Это чувство, сопровождаемое беспричинной грустью, может дойти до крайних проявлений ярости, а потому связка, некогда соединившая прошлое и настоящее, должна быть разорвана. В иные дни в Японии издавались «учебники по истории», оправдывавшие «Великую восточно-азиатскую войну», но для того, чтобы у общественности возникли в этой связи вопросы, потребовалось полвека послевоенного времени, в ходе которого непосредственная память о войне неизбежным образом выветривалась. По мере того как шел процесс погребения памяти, ностальгия расцветала пышным цветом. Вместе с тем возникало осознание какой-то нехватки, недостаточности, как будто что-то было упущено, — и это осознание нельзя было восполнить ничем. Поэтому, если рассуждать логически, получается, что ностальгия продолжает свое вечное движение. Психоаналитик Жак Лакан подобные вещи объясняет следующим образом: «…символ с самого начала заявляет о себе убийством вещи, и смертью этой увековечивается в субъекте его желание»,.

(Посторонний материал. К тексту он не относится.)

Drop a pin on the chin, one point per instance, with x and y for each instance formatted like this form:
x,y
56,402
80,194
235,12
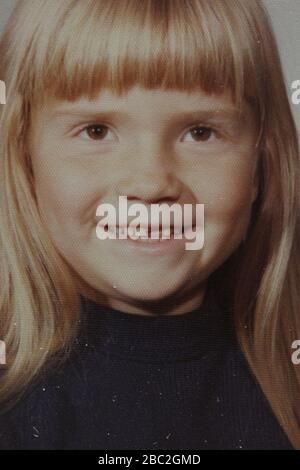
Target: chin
x,y
147,291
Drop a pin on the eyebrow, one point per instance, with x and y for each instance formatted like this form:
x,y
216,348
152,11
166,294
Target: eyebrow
x,y
217,113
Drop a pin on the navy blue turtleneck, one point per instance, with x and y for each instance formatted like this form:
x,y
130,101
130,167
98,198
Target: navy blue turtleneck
x,y
147,382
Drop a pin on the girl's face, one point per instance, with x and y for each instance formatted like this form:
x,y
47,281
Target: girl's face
x,y
143,145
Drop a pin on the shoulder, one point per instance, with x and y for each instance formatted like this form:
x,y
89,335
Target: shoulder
x,y
43,416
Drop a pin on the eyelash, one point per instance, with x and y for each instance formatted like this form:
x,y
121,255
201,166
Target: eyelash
x,y
190,129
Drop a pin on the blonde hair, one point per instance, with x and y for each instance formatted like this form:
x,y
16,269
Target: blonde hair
x,y
74,48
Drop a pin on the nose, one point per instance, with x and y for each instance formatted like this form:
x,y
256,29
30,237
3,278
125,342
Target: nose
x,y
151,179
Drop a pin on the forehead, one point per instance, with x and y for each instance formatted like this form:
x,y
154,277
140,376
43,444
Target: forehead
x,y
149,102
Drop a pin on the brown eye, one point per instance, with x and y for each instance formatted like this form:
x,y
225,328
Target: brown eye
x,y
96,131
201,133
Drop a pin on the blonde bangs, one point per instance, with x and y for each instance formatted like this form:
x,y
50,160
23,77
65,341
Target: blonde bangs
x,y
79,48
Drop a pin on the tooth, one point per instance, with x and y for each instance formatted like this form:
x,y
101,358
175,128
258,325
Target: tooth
x,y
167,232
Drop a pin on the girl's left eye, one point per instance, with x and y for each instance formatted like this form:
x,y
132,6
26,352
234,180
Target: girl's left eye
x,y
94,132
201,133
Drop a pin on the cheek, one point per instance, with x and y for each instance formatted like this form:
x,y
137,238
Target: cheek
x,y
226,191
67,196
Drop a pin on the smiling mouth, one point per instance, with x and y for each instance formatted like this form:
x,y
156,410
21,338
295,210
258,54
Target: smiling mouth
x,y
144,234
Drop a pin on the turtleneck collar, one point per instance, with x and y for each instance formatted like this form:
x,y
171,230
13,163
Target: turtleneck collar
x,y
156,338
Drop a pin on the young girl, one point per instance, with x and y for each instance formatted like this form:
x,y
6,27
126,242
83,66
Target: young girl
x,y
112,344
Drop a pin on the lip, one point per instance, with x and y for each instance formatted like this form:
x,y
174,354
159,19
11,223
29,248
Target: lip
x,y
153,247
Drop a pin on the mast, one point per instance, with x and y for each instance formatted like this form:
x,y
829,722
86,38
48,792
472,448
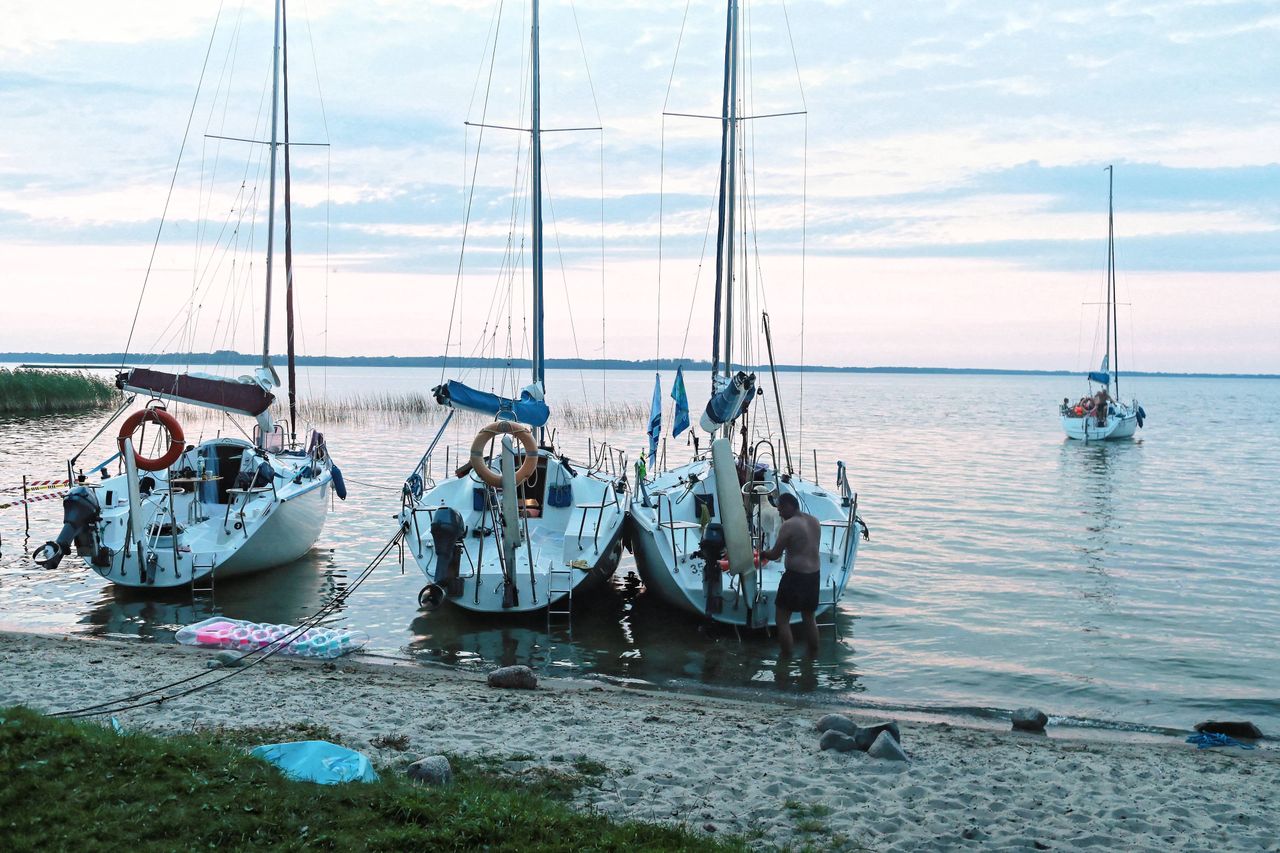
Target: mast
x,y
725,222
536,147
288,233
732,195
1112,309
270,203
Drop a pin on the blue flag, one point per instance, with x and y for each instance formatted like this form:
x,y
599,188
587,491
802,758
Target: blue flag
x,y
681,397
656,418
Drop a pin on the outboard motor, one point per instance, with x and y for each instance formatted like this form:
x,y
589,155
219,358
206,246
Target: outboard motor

Итак, какие же формы принимает и обнаруживает вышеописанный мысленный образ ностальгии у частных лиц? У государства есть свои памятники и святыни, в домах хранятся трофеи, захваченные в ходе войн прошлого, а у частных лиц имеются семейные фотоальбомы и прочий скрапбукинг. В семейных альбомах собраны и упорядочены все без исключения фотографии, начиная с младенчества. Эти свидетельства собственного появления на свет имеют серьезное и важное значение для самоидентификации изображенного на них субъекта: совершенно ясно, что в глазах общественного мнения тому, кто лишен подобного архива, повезло меньше, чем тому, у кого полно детских фотографий.

Когда молодой человек впервые приходит в гости к девушке, он вынужден участвовать в скучном ритуале: рассматривать альбом с ее фотографиями, слушать пояснения, пока ее родители угощают его чаем. В семейной реликвии содержатся идеализированные представления о прошлом избранницы. Слово каваии используется в таких случаях исключительно в ритуальном смысле. Почему изображение младенца — это каваии? Потому что в подобной ситуации все уже покрылось несколькими слоями плотно кристаллизованной ностальгии, вот и все.

В альбомах с этими изображениями никакого прошлого самого по себе нет. Это не более чем коллаж из изображений, собранный постфактум, причем собирать его начали еще родители. Тут уже ничего не поделаешь: если убрать все наносное, то с точки зрения современности человек — это всего лишь ностальгическая конструкция. Он берет в качестве сырья свое детство и перерабатывает его в последовательность чистых, счастливых историй. Точно так же миф подкрепляет возникновение государства. В обоих случаях производится одно и то же действие. Младенческий этап в становлении страны окружен исключительно чистым и беспримесным, это апогей идеализации.

Наше общество потребления составляет триада: ностальгия, сувениры, миниатюры. Феномен каваии соединяет в себе все три элемента и используется обществом в стратегических целях как эстетика, устраняющая все прочие эстетические помехи на пути собственной геополитики. Я думаю, что такой вывод нельзя назвать ошибочным.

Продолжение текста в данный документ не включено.